Cette idée de diptyque se ressent d'autant plus si l'on compare les deux titres italiens, La Notte brava pour Les Garçons et La giornata balorda pour Ça s'est passé à Rome. Après la nuit d'errance des canailles de Les Garçons, voici donc la journée chaotique de David (Jean Sorel), jeune homme oisif malgré les responsabilités prématurées qui lui incombent. Il est en effet déjà père de famille depuis qu'il a mis enceinte sa voisine Ivana (Valeria Ciangottini) mais sans le sou ils ne sont pas mariés, vivent encore chez leurs parents respectifs et le bébé n'est pas encore baptisé faute de moyens pour la cérémonie.

Régulièrement invectivé par sa mère et sa belle-famille, David semble pourtant indifférent à leurs remontrances. Bolognini ouvre le film sur une image esthétisante qui dresse la facette réaliste de Pasolini et la sienne plus stylisée avec une caméra qui avance en contre-plongée sur sous les linges accrochés entre les modestes bâtiments où vive les protagonistes. C'est une manière de faire cohabiter l'indolence du héros David et la misère dans laquelle il vit. Toute l'intrigue lâche du film joue sur cette dualité puisque David passe dans les faits cette journée à chercher du travail, mais dans la réalité n'effectue que des chemins de traverse du fait de son inconséquence. La bonne volonté initiale de notre héros se heurte à l'indifférence de ces interlocuteurs nantis qui le font tourner en rond dans la ville sans la moindre embauche, quand ce n'est pas sa propre concupiscence qui le détourne de son objectif dès qu'une jolie femme passe devant ses yeux.

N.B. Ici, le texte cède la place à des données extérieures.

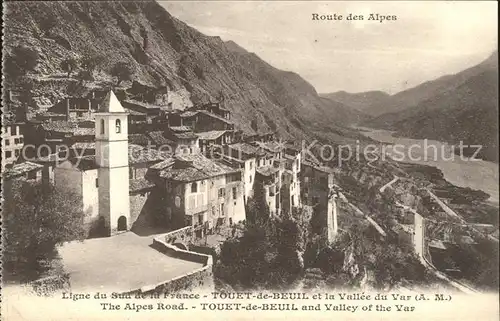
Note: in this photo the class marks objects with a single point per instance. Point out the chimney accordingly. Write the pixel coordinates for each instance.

Bolognini nous fait traverser une Rome du boom économique, s'incarnant par les espaces bourgeois aperçus mais surtout les personnalités détestables rencontrées. L'égoïsme règne chez les nantis et plusieurs situations suggèrent leurs mœurs douteuses (la commande d'une manucure masquant la prostitution) et la source de leur fortune qui l'est tout autant avec ce patron convoyeur d'essence. Comme souvent chez Bolognini, les femmes font figures de victimes plus ou moins consentantes, contraintes à s'avilir pour subsister telle Marina (Jeanne Valérie) la voisine "manucure" de David, Freya (Lea Massari) la maitresse entretenue d'un industriel véreux. Les hommes les soumettent, les "consomment", les abandonnent ou les tiennent dans une forme de dépendance, ce à quoi participe David durant cette journée et qu'il fait subir d'une certaine manière à la mère de son enfant.

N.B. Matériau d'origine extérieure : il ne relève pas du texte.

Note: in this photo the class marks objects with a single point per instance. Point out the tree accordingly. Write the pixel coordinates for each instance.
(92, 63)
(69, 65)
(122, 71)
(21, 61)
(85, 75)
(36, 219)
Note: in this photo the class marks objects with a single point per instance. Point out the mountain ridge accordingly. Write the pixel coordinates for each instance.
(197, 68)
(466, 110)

Sous cette noirceur, Bolognini illustre la ville et ses alentours sous une langueur ensoleillée et sensuelle qui offre quelques respirations bienvenues. Malgré tout c'est le portrait d'une société égoïste et cupide qui se dessine en creux, à l'image de ce vieillard dont le cadavre est exposé dans son appartement sans qu'aucun membre de sa famille ne se présente. Même outre-tombe il sera victime de l'urgence des nécessiteux et contribue à un final doux-amer qui ne résout rien et forme une boucle avec l'ouverture et cette même image nocturne d'un panorama de linge étendu.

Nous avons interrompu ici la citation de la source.